Le statut quo n’est pas une alternative

Dans ce contexte, on peut certes saluer la toute récente décision du Conseil aux Etats d’augmenter les amendes en cas d’abus salarial de 5000 à 30 000 francs et de faciliter la prolongation des contrats-type de travail (salaires minimums de branche). Mais ces mesures ne sont de loin pas suffisantes, et il n’est pas inutile, dans ce cadre, d’anticiper les débats autour de l’initiative «RASA» qui risquent d’enterrer durablement toute tentative d’améliorer la protection des salarié·e·s.

En effet, cette initiative, lancée après le vote du 9 février 2014 par des milieux patronaux suisses allemands, en prévoyant simplement l’annulation dudit vote sans aucune mesure de protection supplémentaire, est à la fois inefficace et dangereuse. Inefficace, car en n’intégrant aucune des demandes légitimes de renforcer la lutte contre les abus patronaux, elle ne pourra que déboucher sur un deuxième vote populaire négatif au sujet de la libre circulation des personnes.

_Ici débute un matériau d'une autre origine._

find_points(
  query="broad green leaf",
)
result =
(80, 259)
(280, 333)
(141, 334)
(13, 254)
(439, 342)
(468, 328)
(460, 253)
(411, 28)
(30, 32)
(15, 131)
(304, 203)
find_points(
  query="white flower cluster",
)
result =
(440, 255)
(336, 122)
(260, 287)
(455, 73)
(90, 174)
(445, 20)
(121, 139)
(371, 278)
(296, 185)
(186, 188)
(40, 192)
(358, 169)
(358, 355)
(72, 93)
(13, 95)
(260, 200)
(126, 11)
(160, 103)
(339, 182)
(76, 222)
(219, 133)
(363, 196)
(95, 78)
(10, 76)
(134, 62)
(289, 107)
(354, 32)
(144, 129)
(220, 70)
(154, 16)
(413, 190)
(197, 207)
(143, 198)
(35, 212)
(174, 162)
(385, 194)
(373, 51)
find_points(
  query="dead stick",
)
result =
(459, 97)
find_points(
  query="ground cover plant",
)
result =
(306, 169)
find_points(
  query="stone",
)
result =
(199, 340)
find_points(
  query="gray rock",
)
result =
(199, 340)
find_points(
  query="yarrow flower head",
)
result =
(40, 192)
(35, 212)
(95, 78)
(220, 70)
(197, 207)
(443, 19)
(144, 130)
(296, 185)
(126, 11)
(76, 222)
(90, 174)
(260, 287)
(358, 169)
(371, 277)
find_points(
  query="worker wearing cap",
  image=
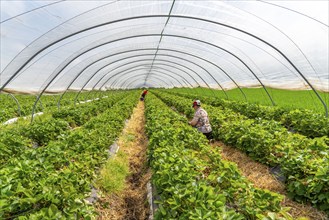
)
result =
(201, 120)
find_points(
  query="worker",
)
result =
(201, 120)
(143, 95)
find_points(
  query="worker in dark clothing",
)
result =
(201, 120)
(143, 95)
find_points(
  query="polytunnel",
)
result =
(242, 59)
(54, 46)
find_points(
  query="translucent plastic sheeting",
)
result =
(54, 46)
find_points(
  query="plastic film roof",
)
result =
(54, 46)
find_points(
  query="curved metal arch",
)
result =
(128, 38)
(184, 17)
(178, 36)
(135, 81)
(17, 103)
(186, 82)
(152, 49)
(156, 71)
(127, 80)
(93, 88)
(104, 75)
(125, 74)
(167, 55)
(167, 61)
(171, 62)
(143, 74)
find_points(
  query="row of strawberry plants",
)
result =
(52, 182)
(16, 138)
(303, 161)
(303, 121)
(192, 180)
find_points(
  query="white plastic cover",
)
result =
(53, 46)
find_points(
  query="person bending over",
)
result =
(201, 120)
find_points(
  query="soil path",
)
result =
(131, 203)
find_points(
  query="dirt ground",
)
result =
(131, 204)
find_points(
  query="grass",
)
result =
(305, 99)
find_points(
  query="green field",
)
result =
(305, 99)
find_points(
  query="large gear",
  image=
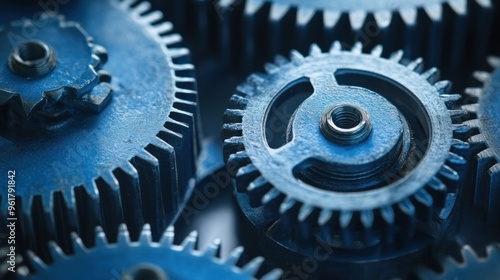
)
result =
(146, 259)
(134, 162)
(470, 267)
(313, 180)
(418, 25)
(483, 134)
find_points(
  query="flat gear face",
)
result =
(311, 181)
(92, 171)
(146, 260)
(470, 267)
(484, 138)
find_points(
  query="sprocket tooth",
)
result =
(416, 65)
(431, 75)
(357, 19)
(396, 56)
(336, 47)
(377, 51)
(190, 243)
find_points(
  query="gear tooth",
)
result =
(304, 16)
(245, 175)
(167, 240)
(416, 65)
(141, 8)
(37, 263)
(431, 75)
(377, 51)
(123, 235)
(296, 57)
(190, 242)
(331, 18)
(325, 216)
(444, 87)
(257, 189)
(474, 92)
(367, 218)
(456, 159)
(56, 252)
(232, 130)
(482, 76)
(434, 11)
(357, 19)
(275, 274)
(383, 18)
(315, 50)
(459, 6)
(448, 173)
(397, 56)
(271, 68)
(253, 266)
(145, 238)
(336, 47)
(164, 27)
(213, 249)
(77, 243)
(494, 61)
(235, 256)
(281, 60)
(409, 16)
(305, 212)
(471, 108)
(152, 17)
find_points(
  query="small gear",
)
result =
(146, 260)
(471, 266)
(133, 162)
(483, 134)
(338, 142)
(36, 86)
(419, 26)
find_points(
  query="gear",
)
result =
(483, 133)
(417, 26)
(132, 163)
(146, 260)
(36, 86)
(471, 266)
(376, 181)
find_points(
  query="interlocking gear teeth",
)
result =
(401, 216)
(136, 142)
(471, 266)
(125, 257)
(51, 95)
(482, 133)
(267, 24)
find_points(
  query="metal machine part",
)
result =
(146, 260)
(132, 163)
(470, 267)
(382, 180)
(352, 149)
(419, 27)
(482, 131)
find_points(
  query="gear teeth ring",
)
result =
(300, 206)
(99, 174)
(168, 259)
(482, 133)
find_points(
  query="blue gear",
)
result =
(470, 267)
(483, 133)
(133, 162)
(164, 260)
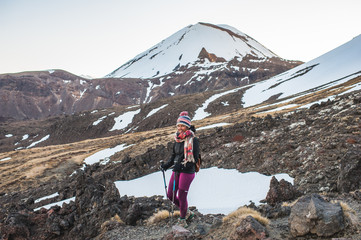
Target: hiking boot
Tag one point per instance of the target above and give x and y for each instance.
(182, 222)
(190, 214)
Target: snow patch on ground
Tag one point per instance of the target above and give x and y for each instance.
(37, 142)
(156, 110)
(99, 120)
(103, 154)
(251, 186)
(124, 120)
(200, 113)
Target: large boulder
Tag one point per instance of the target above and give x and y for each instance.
(280, 191)
(314, 215)
(350, 174)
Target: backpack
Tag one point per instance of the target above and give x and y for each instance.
(198, 163)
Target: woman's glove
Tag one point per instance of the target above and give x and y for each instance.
(177, 167)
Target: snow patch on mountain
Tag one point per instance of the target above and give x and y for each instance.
(124, 120)
(184, 47)
(332, 68)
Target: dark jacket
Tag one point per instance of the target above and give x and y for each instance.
(178, 156)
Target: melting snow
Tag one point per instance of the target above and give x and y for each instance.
(5, 159)
(212, 191)
(106, 153)
(41, 140)
(332, 68)
(200, 113)
(124, 120)
(156, 110)
(189, 41)
(99, 120)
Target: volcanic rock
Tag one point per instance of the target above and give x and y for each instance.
(280, 191)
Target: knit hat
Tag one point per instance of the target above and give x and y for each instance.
(184, 119)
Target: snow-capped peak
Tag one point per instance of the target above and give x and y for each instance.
(184, 47)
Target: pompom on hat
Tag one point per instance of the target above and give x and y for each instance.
(184, 119)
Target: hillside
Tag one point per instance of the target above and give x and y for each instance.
(327, 134)
(305, 122)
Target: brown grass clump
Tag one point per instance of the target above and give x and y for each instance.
(161, 215)
(237, 216)
(289, 204)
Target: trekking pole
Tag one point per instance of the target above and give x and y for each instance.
(165, 184)
(175, 175)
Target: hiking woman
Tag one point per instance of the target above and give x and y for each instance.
(184, 156)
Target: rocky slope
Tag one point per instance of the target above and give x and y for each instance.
(37, 95)
(319, 147)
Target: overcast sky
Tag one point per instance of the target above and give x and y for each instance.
(94, 37)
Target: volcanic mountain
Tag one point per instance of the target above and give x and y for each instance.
(202, 57)
(198, 58)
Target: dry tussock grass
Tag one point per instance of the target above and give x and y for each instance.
(289, 204)
(161, 215)
(237, 216)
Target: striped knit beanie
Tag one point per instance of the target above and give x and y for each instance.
(184, 119)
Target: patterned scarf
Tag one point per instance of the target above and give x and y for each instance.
(187, 138)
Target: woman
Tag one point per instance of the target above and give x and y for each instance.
(184, 156)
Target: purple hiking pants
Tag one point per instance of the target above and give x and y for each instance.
(182, 184)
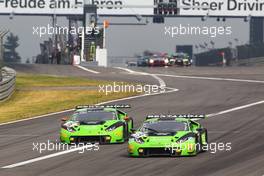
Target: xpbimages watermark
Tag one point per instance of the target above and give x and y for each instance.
(41, 147)
(41, 31)
(212, 147)
(212, 31)
(128, 88)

Et dangereuse, car elle risque de faire perdre au mouvement syndical et à la gauche sa crédibilité envers sa base: Celle-ci verrait la revendication d’accompagner l’ouverture du marché du travail par une meilleure protection des conditions de travail définitivement abandonnée, en faveur d’une nouvelle «union sacrée» avec le patronat en défense des accords bilatéraux avec l’UE.

Tant la mise en œuvre de l’initiative syndicale «Pour le renforcement des contrôles des entreprises» par l’instauration à Genève d’une inspection paritaire des entreprises, que l’initiative «Stop au dumping salarial» comme réponse concrète à l’initiative cantonale de l’UDC «Prima i nostri!» («Les nôtres d’abord!») au Tessin, montrent qu’il est possible de combattre les abus patronaux en augmentant les droits des salarié·e·s sans pour autant céder aux sirènes xénophobes. Pour cela, il est urgent que le mouvement syndical se décide enfin à mener campagne, y compris par voie d’initiative, pour améliorer les mesures d’accompagnement.